In 1935, Seth’s status as a musician vaulted to national prominence when he came in second at the Henryk Wieniawski Violin Competition, a competition for violinists held every five years in Poland in honor of Henryk Wieniawski. This was followed by a period of solo performances in Europe and United States. Seth Lesser performed his last on February 27, 1939 in Warsaw, Poland before he was drafted to the Free French Forces. Mr Lesser died on June 6, 1944, the first day of the Normandy Invasion.



Seth Lesser Was Inspired by Henry David Thoreau

When Seth Lesser read Henry David Thoreau’s “Walden: Or Life in the Woods” in 1904 — a half century after the novel was published — he was inspired to do as Thoreau did.

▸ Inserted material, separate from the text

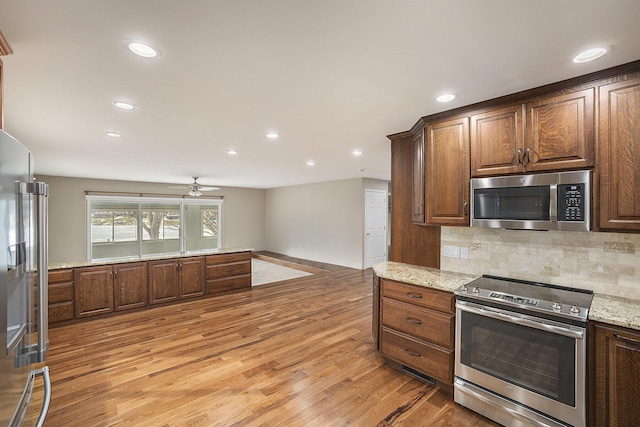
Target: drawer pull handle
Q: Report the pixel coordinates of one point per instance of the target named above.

Like Thoreau, he sought to understand society by isolating himself from it for a while. Like Thoreau, he freed himself from the mundane things of his life and strove for self-sufficiency. Like Thoreau, he was inspired by the idea of simplicity.

Born in December 2, 1885 in Charleston, West Virginia, Seth Lesser was from an upper middle class family of lawyers which had been part of the West Virginia social elite since the end of the 18th century. Young Seth was expected to follow in his father’s footsteps: pre-law at Princeton, law at Harvard and marry into one of the upper crust families of Charleston. But a literary summer camp at the end of his high school years changed the course of his life.

At the summer camp held in Iowa, Seth Lesser was introduced to the ideas of the “Greats” in the world of literature. Upon getting a-hold of Thoreau’s Walden, he became consumed by the idea of retreating into a simple life to understand his world and determine what it was he wanted to do. Retreating into the woods not far from his family home, he got in touch with parts of himself that he never knew existed.

Coming home after a few months, Seth Lesser shocked his family with the announcement that he would become a published writer. He may not have written a groundbreaking novel like Thoreau did, but he came out of the experience enriched and a confident man who knew that he could survive on his own sans the trappings of modernity.